This week’s BlogAzeroth shared topic (proposed by RestoDude) is about helping out your groupmates – protecting and assisting the other members, and so on. While I think the original topic may have been meant to refer to abilities or strategies ingame, in a multiplayer game like WoW it’s equally vital to consider ways to help and support your groupmates in a social sense.
This girl essentially exists because I want to tank on Dhakeilh and am too much of a chicken to start learning at higher levels (and also because I fell in love with the white druid forms. Different topic!). Most of her time is spent tanking instances, more or less ineptly, and a run through Shadowfang Keep this week is where we meet the shared topic.
I find tanking very intimidating. I know I’m not alone in this, judging by the huge number of other posts and comments out there saying the same thing, but that doesn’t make it any easier to check the blue box (take the blue pill…?) on the dungeon finder and frantically hope your groupmates will be at least civilised, if not friendly. And, of course – as with everything – as I get more intimidated, I get less accurate with my reactions and more flustered. This has on occasion led directly to wipes, which always make me reach for the Whip of Self-Flagellation and, of course, tends to perpetuate the cycle.

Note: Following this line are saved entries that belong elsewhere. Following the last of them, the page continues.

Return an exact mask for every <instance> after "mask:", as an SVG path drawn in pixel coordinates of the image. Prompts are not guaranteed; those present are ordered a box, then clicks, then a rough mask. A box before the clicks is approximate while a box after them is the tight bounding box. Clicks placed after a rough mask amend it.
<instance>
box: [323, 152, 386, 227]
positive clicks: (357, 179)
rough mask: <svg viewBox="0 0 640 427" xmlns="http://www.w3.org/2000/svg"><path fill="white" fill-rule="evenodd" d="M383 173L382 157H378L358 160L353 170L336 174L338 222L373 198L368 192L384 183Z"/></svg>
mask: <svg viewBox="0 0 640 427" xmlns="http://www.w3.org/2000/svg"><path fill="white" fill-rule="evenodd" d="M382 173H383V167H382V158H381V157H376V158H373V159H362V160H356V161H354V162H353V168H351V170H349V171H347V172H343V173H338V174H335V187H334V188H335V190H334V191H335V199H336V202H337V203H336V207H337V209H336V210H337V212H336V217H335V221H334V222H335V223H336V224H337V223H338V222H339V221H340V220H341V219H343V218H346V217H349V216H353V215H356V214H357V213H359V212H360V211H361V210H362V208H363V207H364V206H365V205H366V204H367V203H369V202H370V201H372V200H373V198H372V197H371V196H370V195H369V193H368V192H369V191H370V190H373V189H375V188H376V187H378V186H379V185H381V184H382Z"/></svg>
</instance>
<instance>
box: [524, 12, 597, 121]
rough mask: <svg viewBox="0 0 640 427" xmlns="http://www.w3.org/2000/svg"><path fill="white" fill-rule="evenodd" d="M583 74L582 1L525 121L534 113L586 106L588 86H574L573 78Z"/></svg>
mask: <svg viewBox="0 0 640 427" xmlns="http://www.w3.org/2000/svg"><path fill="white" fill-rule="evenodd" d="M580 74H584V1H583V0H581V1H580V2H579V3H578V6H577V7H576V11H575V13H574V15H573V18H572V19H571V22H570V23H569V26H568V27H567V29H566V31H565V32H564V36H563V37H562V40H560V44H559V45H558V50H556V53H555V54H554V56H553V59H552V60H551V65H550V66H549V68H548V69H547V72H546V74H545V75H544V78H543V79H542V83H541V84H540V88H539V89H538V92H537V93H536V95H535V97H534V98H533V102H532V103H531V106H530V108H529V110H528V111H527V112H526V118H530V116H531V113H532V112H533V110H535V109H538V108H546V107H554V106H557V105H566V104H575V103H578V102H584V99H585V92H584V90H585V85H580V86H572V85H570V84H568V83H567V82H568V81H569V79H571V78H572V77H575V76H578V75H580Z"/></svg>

The contribution of the other group members to a tank’s mental state is perhaps obvious, but bears restating. An experienced and confident tank can of course shrug off the comments; after all, he knows what he’s doing, and if they don’t like it, screw them. For less confident tanks, though, the group can make all the difference to their comfort level and, therefore, to their performance. There is a world of difference between the group where the refrain is ‘gogogogo…pull faster…pull bigger…come on failtank’ and one where not much is said, but the underlying attitude is ‘take your time, do it right, mistakes happen.’ A group doesn’t have to be a mutual admiration society with compliments every twelve seconds to maintain a supportive atmosphere.
Not being entirely oblivious, I realise this is a very optimistic and idealistic attitude to WoW – particularly as applied to PUGs. However, the abovementioned SFK run, which was a PUG with four complete strangers, showed me that it is possible; not once did someone complain about the tanking, the healing or anything else, even though both myself and the healer were new at our roles. As a consequence, a group with no members over level 20 dealt with the instance with a minimum of trouble, and I zoned out at the end feeling over the moon. I could tank!
I question whether that instance would even have been possible for me to tank with a group that pushed me to pull faster, or spammed party chat with demands for heals. This group wasn’t chatty or overly friendly, just quietly supportive and occasionally patient. Is a tank (or anyone else) responsible for her own performance? Absolutely. Can the group members contribute to or detract from that performance just by their attitude and presence in party/raid chat? Without a doubt.
So, many thanks to Edaedia (priest), Gnomophobia (warlock), Floor (mage) and gnome-rogue-whose-name-I’ve-forgotten-sorry!, for a fun and confidence-building run – and for the reminder that sometimes the best thing we can do to help and assist others in our group is to be nice.